Unfortunately while you are drawn deeply into Adam’s world and its attendant changes, all taking place over one quite momentous day, the Queen’s story, while poetically told and gripping in its own way, sits rather awkwardly alongside the more reality-bound narrative and often detracts from its flow.

“Neither he nor Angela could honestly claim to have been through many terrible traumas after the car accident with her mom. They were, on the whole, fairly normal very-lower-middle-class kids in a rural suburb of the big megalopolis that curved around Puget Sound like a J. The Thorns were a clergy family with airs and ambitions; the Darlingtons were farmers, for God’s sake.
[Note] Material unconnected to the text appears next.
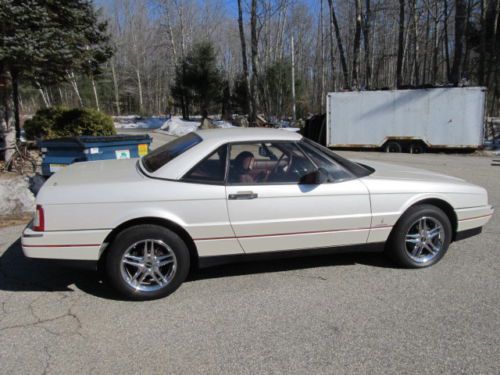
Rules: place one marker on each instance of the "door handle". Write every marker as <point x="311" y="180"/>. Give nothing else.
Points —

Nobody has enough money to get into really interesting trouble, and nobody had the inclination for the more readily available trouble just anyone could afford.” (P. 111)

It’s not that the more supernatural parts of the story don’t work, and I appreciate how well Ness often weaves them into his beautifully-told stories, but they really gel with the main storyline.

I kept finding myself, for obvious reasons given how similar Adam’s story was to mine – thankfully I had loving parents but many of the other elements were really and truly in place and it felt like reading my biography in some ways – pulled away from a compelling narrative to one which, while interesting, couldn’t compete for emotional depth or impact.

All that said though, Release, is a quietly powerful book, made all the more so by having everything compacted into such a short period of time.

Writing with profound insight and empathy for Adam’s situation, especially as it twists, turns and falls in stomach-churning ways during what should be just a normal Saturday, Ness crafts a touching coming of age story that carries extra emotional punch thanks to the protagonist having to crafty an entirely new way of living his life and relating to those around him in just 12 hours.

The thing is, whether or not you’ve grappled with a situation like this, you will find much to relate to in Release, since all of us have felt, at one time, that we didn’t fit in or belong, only to find that life demands, as it so often does and in unexpected ways, that we find some accommodation with these disparate elements and make life work for us on our own terms.